FACTBOX: "Chemical Ali", feared Saddam henchman
(Reuters) - Iraq's presidency council has cleared the way for the long-delayed execution of Saddam Hussein's cousin, Ali Hassan al-Majeed, widely known as "Chemical Ali", to be carried out, Iraqi officials said on Friday.
Here are some key facts on Majeed.
* RISE TO POWER:
-- Like others in Saddam's inner circle, Majeed owed his rise to family ties to the Iraqi strongman, who came to trust few beyond his Sunni Arab clan based around Tikrit, north of Baghdad.

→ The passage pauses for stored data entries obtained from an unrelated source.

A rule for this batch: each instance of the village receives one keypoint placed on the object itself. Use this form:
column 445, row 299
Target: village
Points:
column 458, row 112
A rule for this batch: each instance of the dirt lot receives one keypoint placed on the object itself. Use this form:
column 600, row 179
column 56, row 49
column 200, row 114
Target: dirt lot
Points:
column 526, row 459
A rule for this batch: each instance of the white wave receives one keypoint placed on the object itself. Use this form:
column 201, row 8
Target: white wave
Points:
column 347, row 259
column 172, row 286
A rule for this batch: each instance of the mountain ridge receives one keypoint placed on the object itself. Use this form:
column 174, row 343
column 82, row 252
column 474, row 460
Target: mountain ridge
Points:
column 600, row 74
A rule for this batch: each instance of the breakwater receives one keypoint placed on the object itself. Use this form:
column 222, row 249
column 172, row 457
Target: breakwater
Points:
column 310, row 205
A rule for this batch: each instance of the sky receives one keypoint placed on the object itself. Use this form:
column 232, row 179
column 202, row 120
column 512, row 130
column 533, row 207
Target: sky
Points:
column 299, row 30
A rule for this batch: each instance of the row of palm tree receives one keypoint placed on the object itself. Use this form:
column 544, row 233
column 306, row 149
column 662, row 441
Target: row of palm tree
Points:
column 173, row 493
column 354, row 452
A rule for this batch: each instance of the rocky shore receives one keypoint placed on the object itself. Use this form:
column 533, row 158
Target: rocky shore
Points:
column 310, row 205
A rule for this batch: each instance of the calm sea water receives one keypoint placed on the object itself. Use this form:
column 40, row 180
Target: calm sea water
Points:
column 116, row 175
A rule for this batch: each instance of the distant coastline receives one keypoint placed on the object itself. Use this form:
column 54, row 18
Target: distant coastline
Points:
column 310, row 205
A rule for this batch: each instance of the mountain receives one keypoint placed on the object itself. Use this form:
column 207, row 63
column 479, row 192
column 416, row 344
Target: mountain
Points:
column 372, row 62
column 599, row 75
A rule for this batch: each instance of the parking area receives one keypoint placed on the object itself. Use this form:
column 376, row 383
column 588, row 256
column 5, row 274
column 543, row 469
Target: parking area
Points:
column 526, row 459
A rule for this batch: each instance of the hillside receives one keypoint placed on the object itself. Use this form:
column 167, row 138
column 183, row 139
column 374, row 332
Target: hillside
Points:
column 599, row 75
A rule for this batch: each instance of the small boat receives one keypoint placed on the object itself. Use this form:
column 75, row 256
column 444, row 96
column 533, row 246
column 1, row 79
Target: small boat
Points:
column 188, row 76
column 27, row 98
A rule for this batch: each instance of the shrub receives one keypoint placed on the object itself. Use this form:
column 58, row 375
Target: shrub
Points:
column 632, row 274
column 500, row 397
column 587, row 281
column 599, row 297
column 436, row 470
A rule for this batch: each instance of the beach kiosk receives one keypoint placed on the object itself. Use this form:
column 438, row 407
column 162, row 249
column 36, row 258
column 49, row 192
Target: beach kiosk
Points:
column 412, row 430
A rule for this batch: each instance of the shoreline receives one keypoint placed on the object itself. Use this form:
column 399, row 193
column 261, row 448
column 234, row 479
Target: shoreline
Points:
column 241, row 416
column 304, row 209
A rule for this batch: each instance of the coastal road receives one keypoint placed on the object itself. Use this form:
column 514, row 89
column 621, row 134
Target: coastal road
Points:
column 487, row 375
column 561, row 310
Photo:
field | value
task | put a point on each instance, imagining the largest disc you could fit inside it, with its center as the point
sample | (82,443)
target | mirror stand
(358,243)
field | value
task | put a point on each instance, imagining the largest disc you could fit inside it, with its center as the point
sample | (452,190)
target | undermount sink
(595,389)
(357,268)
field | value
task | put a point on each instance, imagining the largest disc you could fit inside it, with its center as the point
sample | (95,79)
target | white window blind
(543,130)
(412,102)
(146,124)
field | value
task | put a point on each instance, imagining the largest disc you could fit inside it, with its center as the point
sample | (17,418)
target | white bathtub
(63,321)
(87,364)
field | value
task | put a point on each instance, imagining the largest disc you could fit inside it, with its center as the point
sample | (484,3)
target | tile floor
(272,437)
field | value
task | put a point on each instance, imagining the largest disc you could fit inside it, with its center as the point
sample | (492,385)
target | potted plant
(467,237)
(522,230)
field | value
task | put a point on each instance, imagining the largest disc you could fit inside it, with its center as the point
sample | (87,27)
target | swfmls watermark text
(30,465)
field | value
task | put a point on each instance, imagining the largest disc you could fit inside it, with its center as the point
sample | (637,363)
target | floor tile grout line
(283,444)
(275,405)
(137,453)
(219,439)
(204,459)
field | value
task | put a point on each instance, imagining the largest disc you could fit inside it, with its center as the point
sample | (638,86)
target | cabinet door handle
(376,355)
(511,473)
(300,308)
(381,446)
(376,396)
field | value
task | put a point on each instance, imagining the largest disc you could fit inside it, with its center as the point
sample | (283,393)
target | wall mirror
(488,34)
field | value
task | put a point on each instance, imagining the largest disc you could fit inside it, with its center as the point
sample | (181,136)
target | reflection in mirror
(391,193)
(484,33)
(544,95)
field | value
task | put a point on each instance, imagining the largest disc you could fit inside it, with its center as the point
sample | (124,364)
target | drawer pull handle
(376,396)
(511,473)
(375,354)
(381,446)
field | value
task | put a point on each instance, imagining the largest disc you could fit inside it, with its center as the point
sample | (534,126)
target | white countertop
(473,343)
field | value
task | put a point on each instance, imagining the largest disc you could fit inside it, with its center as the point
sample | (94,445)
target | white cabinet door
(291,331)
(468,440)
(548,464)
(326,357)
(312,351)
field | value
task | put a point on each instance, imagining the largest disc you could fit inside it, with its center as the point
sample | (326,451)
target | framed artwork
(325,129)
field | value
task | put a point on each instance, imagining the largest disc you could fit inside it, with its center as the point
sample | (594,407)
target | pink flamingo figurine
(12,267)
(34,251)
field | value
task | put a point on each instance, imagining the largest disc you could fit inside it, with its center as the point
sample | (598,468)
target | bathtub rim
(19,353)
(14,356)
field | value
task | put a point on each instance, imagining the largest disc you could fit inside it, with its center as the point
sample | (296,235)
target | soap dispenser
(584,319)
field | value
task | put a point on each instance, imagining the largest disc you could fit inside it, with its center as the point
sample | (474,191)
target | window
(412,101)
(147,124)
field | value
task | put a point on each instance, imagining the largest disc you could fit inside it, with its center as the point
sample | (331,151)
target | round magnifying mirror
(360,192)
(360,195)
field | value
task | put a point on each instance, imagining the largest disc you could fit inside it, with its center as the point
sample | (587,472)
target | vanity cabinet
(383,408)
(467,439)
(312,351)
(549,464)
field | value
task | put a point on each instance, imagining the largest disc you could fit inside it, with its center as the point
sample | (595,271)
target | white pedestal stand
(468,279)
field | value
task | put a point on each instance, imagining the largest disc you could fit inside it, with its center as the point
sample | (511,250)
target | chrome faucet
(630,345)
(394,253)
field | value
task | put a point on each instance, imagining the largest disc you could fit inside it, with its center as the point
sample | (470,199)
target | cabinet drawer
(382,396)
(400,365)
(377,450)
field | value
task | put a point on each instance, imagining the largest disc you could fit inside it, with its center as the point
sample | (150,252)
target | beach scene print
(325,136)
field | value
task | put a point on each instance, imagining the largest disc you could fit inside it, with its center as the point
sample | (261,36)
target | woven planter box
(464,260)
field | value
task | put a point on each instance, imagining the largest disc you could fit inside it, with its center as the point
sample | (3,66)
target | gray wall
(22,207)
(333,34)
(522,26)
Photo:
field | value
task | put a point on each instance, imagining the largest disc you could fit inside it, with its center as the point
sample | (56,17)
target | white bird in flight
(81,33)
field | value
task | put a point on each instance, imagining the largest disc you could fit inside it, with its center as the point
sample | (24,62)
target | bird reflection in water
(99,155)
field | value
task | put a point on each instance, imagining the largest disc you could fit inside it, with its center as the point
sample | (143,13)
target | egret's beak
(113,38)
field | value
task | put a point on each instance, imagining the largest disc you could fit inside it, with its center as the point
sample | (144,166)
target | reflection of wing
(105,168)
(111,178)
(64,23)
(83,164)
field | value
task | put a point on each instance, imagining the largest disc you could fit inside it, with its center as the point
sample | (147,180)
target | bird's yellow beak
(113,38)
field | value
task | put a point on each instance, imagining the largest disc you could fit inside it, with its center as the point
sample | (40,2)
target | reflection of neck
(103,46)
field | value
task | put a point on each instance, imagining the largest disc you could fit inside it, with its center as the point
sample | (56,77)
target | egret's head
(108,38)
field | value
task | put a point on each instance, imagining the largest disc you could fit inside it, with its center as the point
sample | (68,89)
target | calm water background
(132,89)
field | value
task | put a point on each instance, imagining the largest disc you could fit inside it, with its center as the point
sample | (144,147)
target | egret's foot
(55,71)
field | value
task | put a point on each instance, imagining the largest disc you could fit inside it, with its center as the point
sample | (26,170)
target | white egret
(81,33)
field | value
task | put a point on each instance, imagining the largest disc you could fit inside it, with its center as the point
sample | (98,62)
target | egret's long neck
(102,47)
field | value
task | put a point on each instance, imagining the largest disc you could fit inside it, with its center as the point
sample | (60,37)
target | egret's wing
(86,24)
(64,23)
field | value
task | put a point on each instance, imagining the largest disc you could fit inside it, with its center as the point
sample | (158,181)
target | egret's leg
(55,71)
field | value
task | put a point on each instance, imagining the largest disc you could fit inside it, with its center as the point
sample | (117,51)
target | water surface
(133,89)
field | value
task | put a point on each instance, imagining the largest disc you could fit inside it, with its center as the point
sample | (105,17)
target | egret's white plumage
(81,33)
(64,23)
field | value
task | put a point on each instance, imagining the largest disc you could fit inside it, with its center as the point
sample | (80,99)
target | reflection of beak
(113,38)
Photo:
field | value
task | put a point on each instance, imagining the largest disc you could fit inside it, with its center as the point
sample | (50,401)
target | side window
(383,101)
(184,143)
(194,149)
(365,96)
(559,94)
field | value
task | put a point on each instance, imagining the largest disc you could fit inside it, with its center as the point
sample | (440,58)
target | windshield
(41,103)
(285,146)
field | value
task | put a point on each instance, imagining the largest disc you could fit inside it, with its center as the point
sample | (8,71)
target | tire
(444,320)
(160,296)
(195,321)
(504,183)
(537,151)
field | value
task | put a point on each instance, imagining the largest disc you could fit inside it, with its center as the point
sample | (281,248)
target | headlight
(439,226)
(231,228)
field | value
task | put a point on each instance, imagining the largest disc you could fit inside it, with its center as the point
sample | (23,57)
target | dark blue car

-- He played a key role in the purge of the Baath party in 1979, when Saddam, formally installed as head of state, sat on the stage of an auditorium and watched "traitors" being led away to their deaths after their names were called out.
* GULF WAR:
-- In August 1990, after the invasion of Kuwait, Saddam had appointed him military governor of what was deemed to be Iraq's "19th province" but replaced him three months later for fear his brutal reputation was strengthening the hand of Kuwait's allies.
-- When a U.S.-led coalition expelled Iraqi forces from the emirate in 1991, Saddam appointed Majeed interior minister to help stamp out the Shi'ite rebellion sweeping southern Iraq.
* SENTENCED TO DEATH:
-- After the overthrow of the Baathist regime under Saddam by U.S.-led coalition forces, Majeed was captured in August 2003.
-- Majeed was sentenced to death by hanging last June for his role in a military campaign against ethnic Kurds in the 1980s that killed tens of thousands.
-- The military offensives were codenamed Anfal -- Spoils of War -- after the title of the eighth chapter of the Koran and took place from February until late August 1988.
-- Majeed told the court trying him, he had ordered Kurdish villages cleared in the "Anfal" campaign, but insisted he was right to do so and had nothing to apologize for.
-- In a separate single attack, not seen as part of Anfal, Majeed reportedly ordered the gassing of 5,000 Kurds in the village of Halabja in March 1988.